WASHINGTON — EFFORTS on Capitol Hill to boost automobile fuel economy are colliding head-on with White House concerns about safety on America's highways. Congress is debating several proposals, including one sponsored by Sen. Richard Bryan (D) of Nevada, which would require automakers to sharply boost fuel efficiency. The Bryan bill calls for a 20 percent increase in auto fuel economy by 1996 and a 40 percent rise by 2001.
The Bush administration, however, has erected a big stop sign in Senator Bryan's path. Officials say the Bryan bill would result in tiny cars - "puddle jumpers" - which would be terribly unsafe. Some critics label the Bryan bill "the Highway Death Act of 1991."
Jerry Ralph Curry, administrator of the National Highway Traffic Safety Administration, angrily charges that Bryan's supporters are ignoring the dangers inherent in small, high-mileage automobiles.
General Curry, whose top priority is highway safety, speaks bluntly. Requiring a 40 percent boost by 2001 would be "immoral," he says. Claims that safety will not be sacrificed are "garbage." Supporters of the Bryan bill are "willing to concede ... that 1,340 people would be killed a year [who] shouldn't be killed" because of smaller cars, he says.
General Curry's views are disputed by Clarence Ditlow, executive director of the Center for Auto Safety. Mr. Ditlow says: "Stringent auto fuel economy standards are fully compatible with increased auto safety."
Ditlow claims that during the past 15 years, cars got safer, even though they were getting better and better mileage. That's proof that safety doesn't have to be sacrificed for higher fuel economy, he says.
Sorting out these diametrically opposite positions will be the job of Congress as well as the National Academy of Sciences, which will report on safety questions in June.
But all sides are in agreement on some of the facts. Safety remains a major problem on America's roadways. The number of annual fatalities has ranged from 44,525 to 54,589 over the past two decades. Nevertheless, from 1974 to 1990, safety on the highways steadily improved, based on several measurements.
In 1974, for example, there were approximately 3.5 fatalities for each 100 million miles traveled. The death rate has fallen almost every year, and by 1990 was down to 2.1 fatalities for each 100 million miles traveled.
During the same period, auto fuel economy rose from an average of 14 m.p.g. in 1974 to 27.8 m.p.h. in 1990 - nearly double.
The safety question primarily concerns small cars.
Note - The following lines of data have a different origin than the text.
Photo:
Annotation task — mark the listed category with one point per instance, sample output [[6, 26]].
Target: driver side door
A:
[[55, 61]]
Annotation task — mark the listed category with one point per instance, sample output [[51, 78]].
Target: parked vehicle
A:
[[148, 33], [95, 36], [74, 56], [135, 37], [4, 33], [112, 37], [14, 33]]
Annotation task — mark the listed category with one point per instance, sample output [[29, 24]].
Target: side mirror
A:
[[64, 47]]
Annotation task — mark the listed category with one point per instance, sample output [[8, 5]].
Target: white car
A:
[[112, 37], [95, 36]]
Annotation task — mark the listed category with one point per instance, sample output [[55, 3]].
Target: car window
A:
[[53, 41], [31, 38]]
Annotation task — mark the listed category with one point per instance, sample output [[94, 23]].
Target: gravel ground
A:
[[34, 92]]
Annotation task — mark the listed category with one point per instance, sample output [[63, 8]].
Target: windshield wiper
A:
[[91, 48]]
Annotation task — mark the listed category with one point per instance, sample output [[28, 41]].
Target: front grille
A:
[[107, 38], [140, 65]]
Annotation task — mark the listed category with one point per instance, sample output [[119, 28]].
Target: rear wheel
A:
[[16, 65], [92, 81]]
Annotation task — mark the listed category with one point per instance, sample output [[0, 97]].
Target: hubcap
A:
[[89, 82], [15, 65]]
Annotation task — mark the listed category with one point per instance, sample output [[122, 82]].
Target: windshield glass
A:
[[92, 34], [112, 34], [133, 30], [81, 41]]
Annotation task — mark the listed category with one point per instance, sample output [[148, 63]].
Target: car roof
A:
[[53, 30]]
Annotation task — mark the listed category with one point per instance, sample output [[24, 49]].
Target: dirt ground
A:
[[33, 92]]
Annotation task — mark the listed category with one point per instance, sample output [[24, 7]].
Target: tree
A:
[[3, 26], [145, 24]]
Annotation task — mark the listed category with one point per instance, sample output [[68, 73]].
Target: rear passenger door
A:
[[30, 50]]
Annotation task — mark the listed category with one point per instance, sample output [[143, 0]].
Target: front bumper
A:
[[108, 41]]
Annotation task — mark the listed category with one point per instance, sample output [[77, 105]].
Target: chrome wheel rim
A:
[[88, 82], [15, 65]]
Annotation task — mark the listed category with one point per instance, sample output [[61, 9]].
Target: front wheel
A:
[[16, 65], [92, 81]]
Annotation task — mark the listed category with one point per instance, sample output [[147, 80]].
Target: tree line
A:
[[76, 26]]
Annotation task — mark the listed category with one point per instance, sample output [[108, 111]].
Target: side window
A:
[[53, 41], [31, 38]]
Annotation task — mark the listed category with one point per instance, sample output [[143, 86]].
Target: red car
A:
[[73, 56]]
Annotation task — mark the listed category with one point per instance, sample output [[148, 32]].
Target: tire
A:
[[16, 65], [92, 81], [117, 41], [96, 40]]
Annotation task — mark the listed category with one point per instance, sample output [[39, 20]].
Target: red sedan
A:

A study funded by Ditlow's Center for Auto Safety concedes that "the risk of death or catastrophic injury is twice as high in a small car as in a large vehicle." That is what worries Curry. He says the Bryan bill would result in more small cars.
Ditlow argues that even if cars got somewhat smaller, they could continue to improve their safety record. He explains:
"One of the best examples is the replacement of the Volkswagen Beetle by the Rabbit." Although the Rabbit attained 25 percent better gasoline mileage, it had a 44 percent lower fatality rate.
Likewise, "when Honda redesigned the ... Civic in 1981, its gas mileage improved by 12 percent and its fatality rate dropped by 44 percent," he observes.
Ditlow claims that 86 percent of the boost in auto mileage since 1974 has come from technological improvements, like multivalve engines and fuel injection. Only 14 percent came from weight loss and the preference of buyers for smaller cars.
But at that point, Curry and Ditlow diverge. Curry claims that half the improvement in auto efficiency over the past 15 years came from downsizing cars. The other half came from technology. And Curry says the smaller cars exacted a severe price.
The administrator points to federal studies for proof. They indicate that more than 2,000 fatalities and 20,000 serious injuries are occurring every year because of the smaller cars now on the road. Cars were reduced in size during the past 15 years because of the Energy Policy and Conservation Act of 1975, an earlier fuel efficiency law.
However, Donald Friedman, president of MCR Technology Inc. of Goleta, Calif., joins this argument on the side of Ditlow and the Bryan bill. Mr. Friedman's views could be important because he built a number of research safety vehicles in the 1970s under contract with the Department of Transportation.
Friedman admits that smaller cars have higher fatality rates. But he insists: "The disparity need not exist."
He says that with advanced air bags, seat belts, interior padding, and proper structural design, his research "demonstrated in four separate programs the capability of providing up to 50 mile-an-hour protection in small vehicles."
Friedman shows videotaped demonstrations of his 2,600-pound research vehicles in high-speed, head-on crashes from which persons could have walked away. From that evidence, Ditlow concludes:
"We can have vehicles that totally eliminate any disparity between a small car and a large car in crashes in America."
Curry retorts that Ditlow is being "totally dishonest." Larger cars are always inherently safer if built with similar designs, he argues.
Somewhat higher auto efficiency, perhaps half of Bryan's goal, is possible from technology, Curry indicates. But he adds:
"We ought to say we are not going to get the [other] 50 percent gain from killing people.... That is totally rotten."